Le dispositif vidéo, dans une composition parfaitement équilibrée, renvoie l’envers et l’endroit de l’image des acteurs créant des situations nouvelles comme en quatre dimensions. Parfois un élément de rupture — lorsque les comédiens mettent des masques de mouton dans le passage d’un acte à un autre (il y en a cinq), lorsqu’ils dansent tels des flammes syncopées —, nous extrait de ce huis-clos carcéral, comme pour reprendre une respiration. Saluons la puissance des comédiens, Henry Andrawes et Ramzi Maqdisi — tous deux acteurs au cinéma et au théâtre — dont le jeu intense échappe à toute représentation réaliste, notamment lorsqu’ils observent leur image et l’effet produit, construisant des personnages de tragédie, cherchant en permanence, comme un funambule sur son fil, la ligne de passage entre force et fragilité, tension et fluidité, creusant la mise à nu physique et mentale jusqu’à l’extrême.
Né en 1992 à Kufer Yasif, dans le nord de la Palestine mandataire, Bashar Murkus étudie et enseigne le théâtre à Haïfa. Auteur et metteur en scène, avec une vingtaine de pièces à son actif, il est l’un des rares créateurs palestiniens à pouvoir se produire au niveau international.
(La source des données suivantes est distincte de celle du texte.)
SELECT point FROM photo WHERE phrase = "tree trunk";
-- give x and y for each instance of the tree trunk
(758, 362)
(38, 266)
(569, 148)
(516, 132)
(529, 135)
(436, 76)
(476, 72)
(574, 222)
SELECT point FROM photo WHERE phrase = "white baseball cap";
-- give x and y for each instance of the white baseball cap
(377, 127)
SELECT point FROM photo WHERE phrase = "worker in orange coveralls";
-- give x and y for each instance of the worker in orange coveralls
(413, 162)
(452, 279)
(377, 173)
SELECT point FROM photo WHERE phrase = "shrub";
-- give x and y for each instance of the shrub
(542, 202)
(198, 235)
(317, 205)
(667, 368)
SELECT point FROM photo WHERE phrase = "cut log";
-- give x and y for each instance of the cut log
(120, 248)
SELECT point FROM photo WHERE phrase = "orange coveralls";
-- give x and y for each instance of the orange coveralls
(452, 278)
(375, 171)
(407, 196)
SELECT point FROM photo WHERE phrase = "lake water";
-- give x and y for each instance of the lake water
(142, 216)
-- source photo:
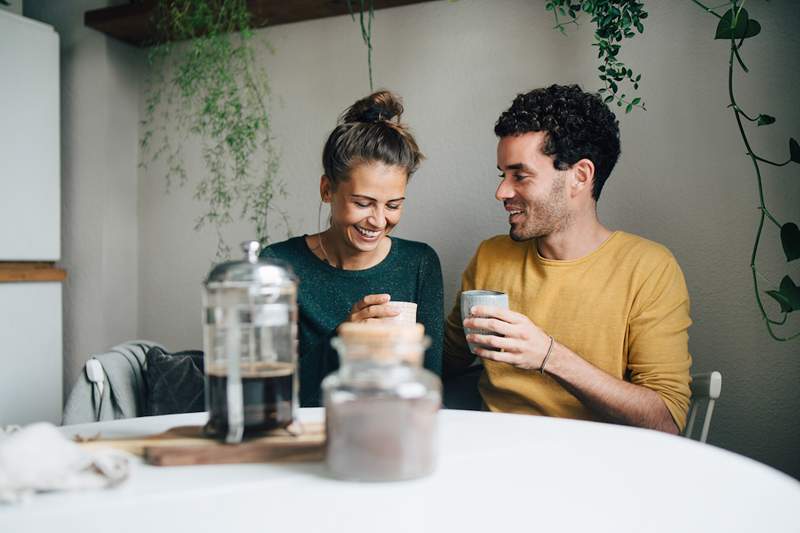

Il a tout juste 22 ans lorsqu’en 2014 il créé The Parallel Time (Le Temps parallèle) au Théâtre Al-Midan, à Haïfa, qui est alors le seul théâtre palestinien subventionné en Israël. La pièce — traduite en français par Najla Nakhlé-Cerruti et publiée dans L’Individu au centre de la scène, Éditions Presses de l’Ifpo, 2020 — évoque la détention des prisonniers politiques palestiniens et plus particulièrement la figure emblématique de Walid Dakka, détenu en Israël depuis 1986 pour l’assassinat d’un soldat israélien, en 1984. Elle va provoquer — notamment sur décision et intervention de Naftali Bennett, alors ministre de l’éducation —, l’arrêt des subventions du ministère de la culture et de la municipalité et entraîner la fermeture du théâtre. Une situation brechtienne pour Bashar Murkus : « La représentation et la controverse se déplacent alors dans la rue et l’espace public. La pièce va révéler la peur du gouvernement israélien vis-à-vis de l’art et la culture palestinienne.Cela a été un moment très rare et fondateur qui a contribué à consolider la conscience palestinienne. »
Ce sera aussi pour lui, et quatre de ses camarades, trois acteurs et un scénographe, le moment pour fonder l’année suivante, en 2015, le Théâtre Khashabi, qui veut dire bois (la matière et la scène) en arabe. Un théâtre indépendant financièrement et politiquement qui explore des thématiques contemporaines, même si elles dérangent, et veut jouer un rôle dans sa société, en évitant toute auto-censure. « On ne peut détacher la création palestinienne du contexte de ses conditions de production, des conditions économiques et sociales très difficiles. Malgré tout ça nous produisons dans ce tout petit théâtre, avec cette toute petite troupe, un théâtre d’engagement qui tire ses racines de la Palestine. Pour nous, le théâtre est un art collectif. »
Après Avignon, Le Musée sera au Théâtre des 13 vents à Montpellier, les 18 et 19 novembre prochains, et en tournée internationale. Hash (fragile, en arabe) au Théâtre de la ville du 23 au 27 novembre.